In a typical NFS configuration, servers are each configured with a single-storage IP address bound to a NIC team spread across two stacked switches. On the storage side, the same configuration is duplicated, except that the storage is generally configured with a second IP address alias to allow better load balancing over the team members because the NIC teaming algorithms use source and destination IP address to load-balance traffic. In this scenario, the failure of an individual link or entire switch stack member is handled by the NIC teaming software -- the NFS client and server software isn't involved.
After the array is up and running, it's time to configure the vSphere host. On your host, you should have at least two NICs dedicated solely to iSCSI traffic. You add those NICs to a single vSwitch much in the same way you configure other vSphere networking teams. After that, you need to add three VMKernel IP interfaces to that vSwitch. The first interface is configured to give the vSphere management stack visibility to the storage array so that it can ping it and determine if it's alive (called a heartbeat VMK), while the other two actually move storage traffic.
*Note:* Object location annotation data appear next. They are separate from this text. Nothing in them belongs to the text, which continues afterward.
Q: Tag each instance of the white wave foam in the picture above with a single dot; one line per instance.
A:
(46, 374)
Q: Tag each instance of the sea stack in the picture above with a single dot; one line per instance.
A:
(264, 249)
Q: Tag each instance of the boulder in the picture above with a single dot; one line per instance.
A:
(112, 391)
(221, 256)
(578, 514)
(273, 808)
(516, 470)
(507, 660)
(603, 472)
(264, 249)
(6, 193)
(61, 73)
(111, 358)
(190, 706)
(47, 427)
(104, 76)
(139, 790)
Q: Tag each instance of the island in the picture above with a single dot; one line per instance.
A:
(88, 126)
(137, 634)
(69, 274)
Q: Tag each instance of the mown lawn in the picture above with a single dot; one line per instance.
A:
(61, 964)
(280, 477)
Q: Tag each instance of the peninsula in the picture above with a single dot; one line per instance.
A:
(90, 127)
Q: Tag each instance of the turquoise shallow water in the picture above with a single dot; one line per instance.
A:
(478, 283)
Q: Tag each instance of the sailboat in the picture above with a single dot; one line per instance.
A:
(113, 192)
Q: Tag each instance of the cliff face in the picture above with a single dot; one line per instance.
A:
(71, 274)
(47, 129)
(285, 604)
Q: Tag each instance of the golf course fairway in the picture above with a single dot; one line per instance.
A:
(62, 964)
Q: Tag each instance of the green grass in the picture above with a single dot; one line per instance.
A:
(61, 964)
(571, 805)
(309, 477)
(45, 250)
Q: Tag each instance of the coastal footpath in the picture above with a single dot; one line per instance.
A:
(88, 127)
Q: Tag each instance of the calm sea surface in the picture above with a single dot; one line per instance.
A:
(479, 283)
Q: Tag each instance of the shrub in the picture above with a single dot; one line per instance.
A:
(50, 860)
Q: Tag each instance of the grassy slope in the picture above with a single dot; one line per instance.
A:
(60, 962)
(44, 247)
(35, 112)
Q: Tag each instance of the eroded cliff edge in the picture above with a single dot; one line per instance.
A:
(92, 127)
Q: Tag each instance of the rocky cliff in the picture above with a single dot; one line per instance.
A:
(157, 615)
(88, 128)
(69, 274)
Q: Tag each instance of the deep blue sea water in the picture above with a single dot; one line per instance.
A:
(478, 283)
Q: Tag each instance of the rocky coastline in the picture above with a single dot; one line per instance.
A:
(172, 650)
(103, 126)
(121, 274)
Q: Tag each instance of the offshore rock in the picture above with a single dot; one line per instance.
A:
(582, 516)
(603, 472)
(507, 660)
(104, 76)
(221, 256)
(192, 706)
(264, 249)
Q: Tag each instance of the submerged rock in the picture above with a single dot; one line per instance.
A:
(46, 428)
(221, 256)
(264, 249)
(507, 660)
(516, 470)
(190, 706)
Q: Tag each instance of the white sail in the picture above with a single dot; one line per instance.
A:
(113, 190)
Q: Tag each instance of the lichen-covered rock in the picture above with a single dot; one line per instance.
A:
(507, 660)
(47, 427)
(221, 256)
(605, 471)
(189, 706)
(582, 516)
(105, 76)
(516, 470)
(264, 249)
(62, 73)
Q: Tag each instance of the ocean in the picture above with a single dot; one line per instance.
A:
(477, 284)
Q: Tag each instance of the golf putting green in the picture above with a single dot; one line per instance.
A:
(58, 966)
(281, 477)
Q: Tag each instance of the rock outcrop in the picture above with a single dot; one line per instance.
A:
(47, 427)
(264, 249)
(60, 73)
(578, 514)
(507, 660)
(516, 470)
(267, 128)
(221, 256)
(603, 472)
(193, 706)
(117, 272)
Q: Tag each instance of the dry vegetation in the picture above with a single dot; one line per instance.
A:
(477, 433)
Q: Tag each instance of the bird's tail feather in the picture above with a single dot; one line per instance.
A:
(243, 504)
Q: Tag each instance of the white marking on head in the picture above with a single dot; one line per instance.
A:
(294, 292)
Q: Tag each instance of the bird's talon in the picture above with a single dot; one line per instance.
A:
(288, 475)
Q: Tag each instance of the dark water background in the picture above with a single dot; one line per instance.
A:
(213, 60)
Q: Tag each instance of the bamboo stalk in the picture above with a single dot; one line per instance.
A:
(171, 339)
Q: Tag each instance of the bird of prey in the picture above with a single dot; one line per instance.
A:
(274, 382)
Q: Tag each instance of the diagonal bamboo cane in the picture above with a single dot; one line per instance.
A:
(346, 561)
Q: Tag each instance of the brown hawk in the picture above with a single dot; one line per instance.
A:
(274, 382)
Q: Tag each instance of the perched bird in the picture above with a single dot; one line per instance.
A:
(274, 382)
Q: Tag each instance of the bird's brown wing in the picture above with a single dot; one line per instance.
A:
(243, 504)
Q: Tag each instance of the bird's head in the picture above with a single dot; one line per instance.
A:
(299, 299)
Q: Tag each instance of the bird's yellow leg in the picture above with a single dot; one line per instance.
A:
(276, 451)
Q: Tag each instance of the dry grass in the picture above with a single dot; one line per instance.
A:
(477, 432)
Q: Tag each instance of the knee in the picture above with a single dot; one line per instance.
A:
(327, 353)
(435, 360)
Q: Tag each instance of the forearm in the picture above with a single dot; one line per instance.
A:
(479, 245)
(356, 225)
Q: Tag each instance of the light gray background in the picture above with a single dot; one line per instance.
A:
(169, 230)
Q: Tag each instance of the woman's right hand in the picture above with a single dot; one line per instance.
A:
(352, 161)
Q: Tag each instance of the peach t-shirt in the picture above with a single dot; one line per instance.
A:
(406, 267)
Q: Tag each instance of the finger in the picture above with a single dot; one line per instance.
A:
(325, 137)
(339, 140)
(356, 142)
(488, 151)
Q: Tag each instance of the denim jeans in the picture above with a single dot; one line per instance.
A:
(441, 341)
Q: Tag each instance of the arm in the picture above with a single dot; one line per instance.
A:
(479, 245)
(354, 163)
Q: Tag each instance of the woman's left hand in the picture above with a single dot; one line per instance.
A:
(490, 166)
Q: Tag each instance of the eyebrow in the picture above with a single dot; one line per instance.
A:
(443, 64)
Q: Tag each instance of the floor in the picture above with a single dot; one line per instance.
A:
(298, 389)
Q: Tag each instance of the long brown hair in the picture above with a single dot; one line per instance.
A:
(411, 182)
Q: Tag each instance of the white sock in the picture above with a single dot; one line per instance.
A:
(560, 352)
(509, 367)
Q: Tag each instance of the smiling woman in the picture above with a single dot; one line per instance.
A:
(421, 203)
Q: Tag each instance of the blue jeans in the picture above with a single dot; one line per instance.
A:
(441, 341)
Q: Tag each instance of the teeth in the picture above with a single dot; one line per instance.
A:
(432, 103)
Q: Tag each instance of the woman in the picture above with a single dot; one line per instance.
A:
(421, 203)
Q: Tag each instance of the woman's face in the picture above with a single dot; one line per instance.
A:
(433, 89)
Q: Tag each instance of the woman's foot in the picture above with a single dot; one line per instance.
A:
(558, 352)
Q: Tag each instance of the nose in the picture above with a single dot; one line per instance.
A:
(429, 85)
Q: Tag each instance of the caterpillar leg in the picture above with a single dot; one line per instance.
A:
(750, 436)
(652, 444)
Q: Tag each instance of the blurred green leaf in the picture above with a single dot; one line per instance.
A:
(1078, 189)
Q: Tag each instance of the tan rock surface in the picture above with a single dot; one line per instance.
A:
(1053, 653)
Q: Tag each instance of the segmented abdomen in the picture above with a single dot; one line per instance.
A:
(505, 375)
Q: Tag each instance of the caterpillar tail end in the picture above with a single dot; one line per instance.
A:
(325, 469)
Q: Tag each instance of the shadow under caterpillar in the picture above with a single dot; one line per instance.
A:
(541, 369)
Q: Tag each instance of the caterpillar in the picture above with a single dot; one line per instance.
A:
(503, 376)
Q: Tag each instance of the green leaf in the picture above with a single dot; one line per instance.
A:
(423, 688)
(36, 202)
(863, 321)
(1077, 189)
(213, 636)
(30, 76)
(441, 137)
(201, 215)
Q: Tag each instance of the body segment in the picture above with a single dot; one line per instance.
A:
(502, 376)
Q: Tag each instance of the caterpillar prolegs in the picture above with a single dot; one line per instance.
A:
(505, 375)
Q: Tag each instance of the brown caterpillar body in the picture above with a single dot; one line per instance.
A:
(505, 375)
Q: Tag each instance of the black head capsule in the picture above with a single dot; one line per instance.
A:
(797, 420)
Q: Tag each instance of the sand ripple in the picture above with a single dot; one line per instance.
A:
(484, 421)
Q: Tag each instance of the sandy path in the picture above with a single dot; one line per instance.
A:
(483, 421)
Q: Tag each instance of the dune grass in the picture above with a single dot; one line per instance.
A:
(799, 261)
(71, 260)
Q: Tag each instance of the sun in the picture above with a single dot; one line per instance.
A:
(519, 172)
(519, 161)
Before you can bind (assign) the two storage VMKernel interfaces to the iSCSI initiator, you need to reconfigure their teaming properties so that one VMKernel interface is assigned to only use the first physical NIC attached to the vSwitch and the other interface only uses the second physical NIC.
Unlike in a normal team where you want both interfaces to be available if one of the physical NICs had a link failure, in this scenario you specifically don't want that -- you want to let the iSCSI initiator handle the link failure. This is also why the first heartbeat VMKernel interface is needed: The first defined VMKernel interface on that vSwitch always needs to be able to ping the storage regardless of which link might have failed.
After you have the vSwitch and VMKernel interfaces configured properly, you can enable the Software iSCSI initiator and bind the second two VMKernel interfaces on your storage vSwitch to it. Then it's simply an issue of punching the array's group IP address into the discovery IP addresses section of the iSCSI initiator configuration.
During the storage rescan that happens after you save the configuration, each VMKernel interface should connect to the array's group address, at which time the array refers those interfaces to connect back to its individual interface IPs. At the end, you should have four active iSCSI connections that effectively build a fully redundant mesh across both host NICs and both array NICs.